Anne Dalke's picture

pushing back

2/17/07

Andrea—

I enjoyed reading your first paper: it taught me a lot (always my main interest in this activity!): I didn’t know about the five mass extinctions, and was instructed by your account of the causes and extinct of each. Thanks for that—

Here are my pushing-back remarks and questions:

--what’s the central question of the paper? (you begin with 3: Is the world due for another extinction? When will the human reign terminate? What will need to happen for this result?) I think the first one is rhetorical (so why phrase it as a question? For the rhetorical effect? Because a question works better—why?—than a claim?) I think the second is unpredictable (or is it? See “An Inconvenient Truth”; but you don’t address this). And the third…I’m not sure…does the catalogue of past extinctions address that question? Or is that (again, very interesting) catalogue actually only obliquely related to any of your questions?

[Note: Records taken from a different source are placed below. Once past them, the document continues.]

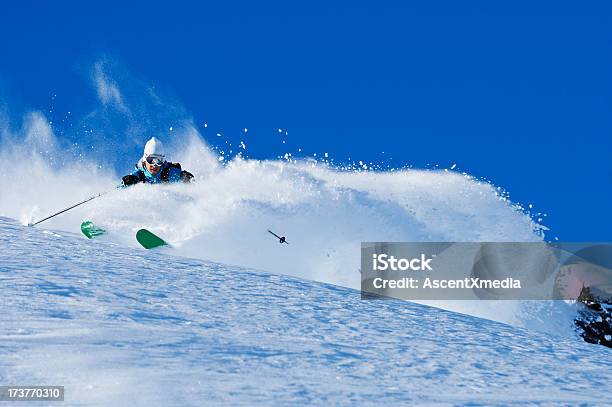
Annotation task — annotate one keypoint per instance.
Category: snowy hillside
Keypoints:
(117, 325)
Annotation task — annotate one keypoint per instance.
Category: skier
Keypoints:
(153, 167)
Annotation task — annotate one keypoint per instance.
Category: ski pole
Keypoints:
(67, 209)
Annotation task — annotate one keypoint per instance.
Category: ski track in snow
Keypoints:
(117, 325)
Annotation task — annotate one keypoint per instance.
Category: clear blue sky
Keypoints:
(518, 93)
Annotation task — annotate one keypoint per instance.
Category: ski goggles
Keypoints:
(152, 160)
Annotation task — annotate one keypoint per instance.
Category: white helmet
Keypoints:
(155, 148)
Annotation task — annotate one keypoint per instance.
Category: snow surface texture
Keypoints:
(120, 326)
(325, 213)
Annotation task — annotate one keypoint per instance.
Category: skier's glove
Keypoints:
(186, 176)
(130, 180)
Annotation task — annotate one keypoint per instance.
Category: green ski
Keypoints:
(149, 240)
(90, 230)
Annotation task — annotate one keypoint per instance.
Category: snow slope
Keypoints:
(325, 212)
(117, 325)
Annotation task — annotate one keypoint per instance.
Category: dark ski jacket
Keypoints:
(170, 172)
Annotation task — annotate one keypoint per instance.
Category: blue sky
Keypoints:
(518, 94)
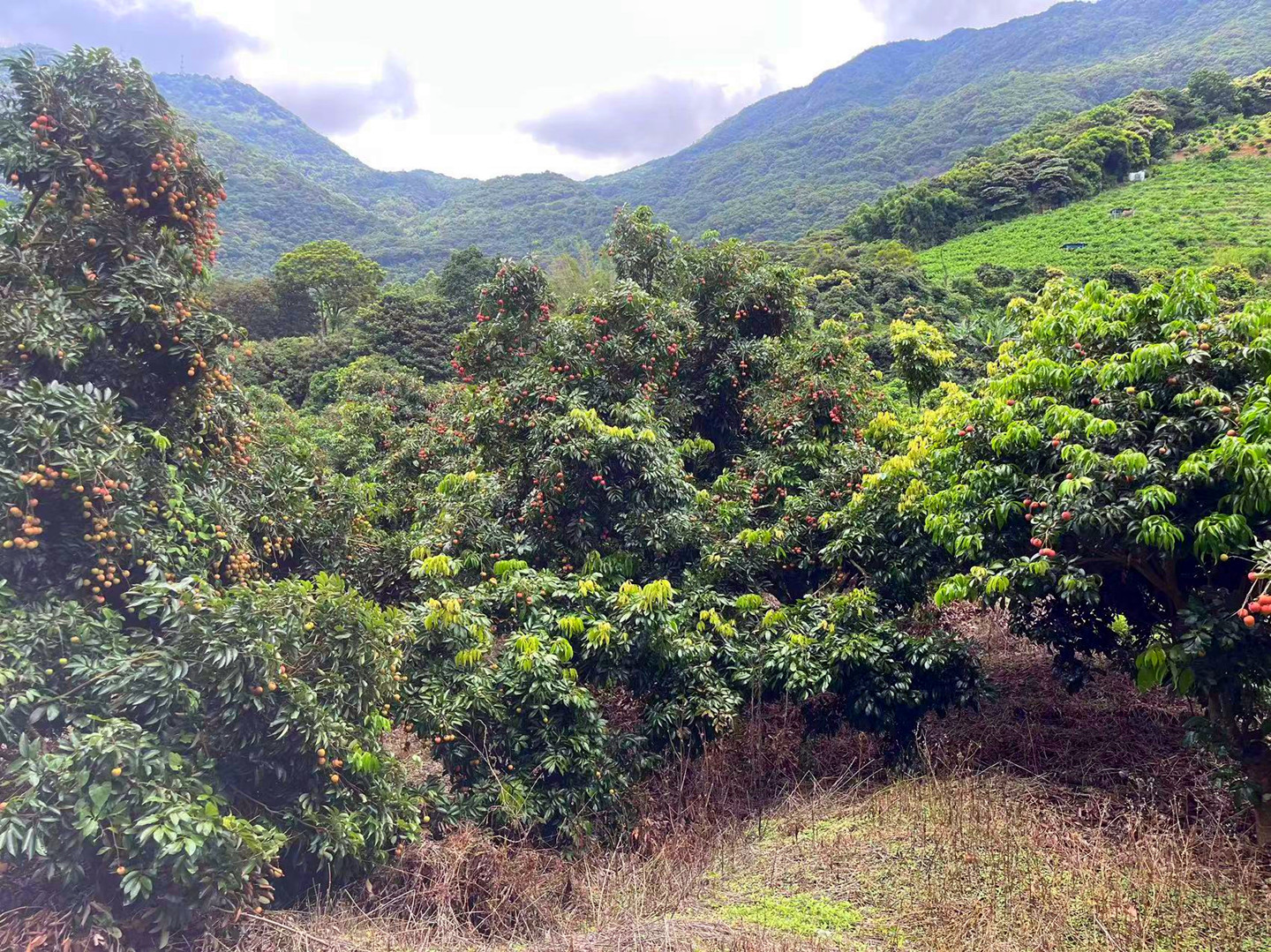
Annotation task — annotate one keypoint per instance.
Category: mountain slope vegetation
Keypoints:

You’ll see that I have a couple of factual questions for you (is “parasitic” the technically accurate word for our relations w/ other organisms? Are we really the “sole contributors” to the ever-worsening condition of the earth?—what about “natural” occurrences like volcanic eruptions, tsumanis, etc.?)

But my really big questions are about consequences and perspective. You end in a very bad place, of course. How to go forward from here? Once you’ve shown how close the doomsday clock is to imploding…what is there to do? What space have you given your reader to move into? Is your paper intended to have the same effect as Gore’s movie (which made me feel very bleak and very hopeless)? What did you hope to accomplish with this paper? What reaction did you want to evoke?

Finally: I know we talked about perspective AFTER you had written the paper, so this is just to initiate a conversation about what difference it would have made—or could make in your next one. Your perspective here is that of a human who thinks it “unfortunate” that the human-caused extinction will outdo all earlier ones. “Would that be a tragedy?” “Does it depend on your point of view?” What if you wrote as a student of evolution (as you are): mightn’t the destruction caused by humans, like the destruction that wiped out the dinosaurs, clear the earth/create some space for the evolution of new organisms?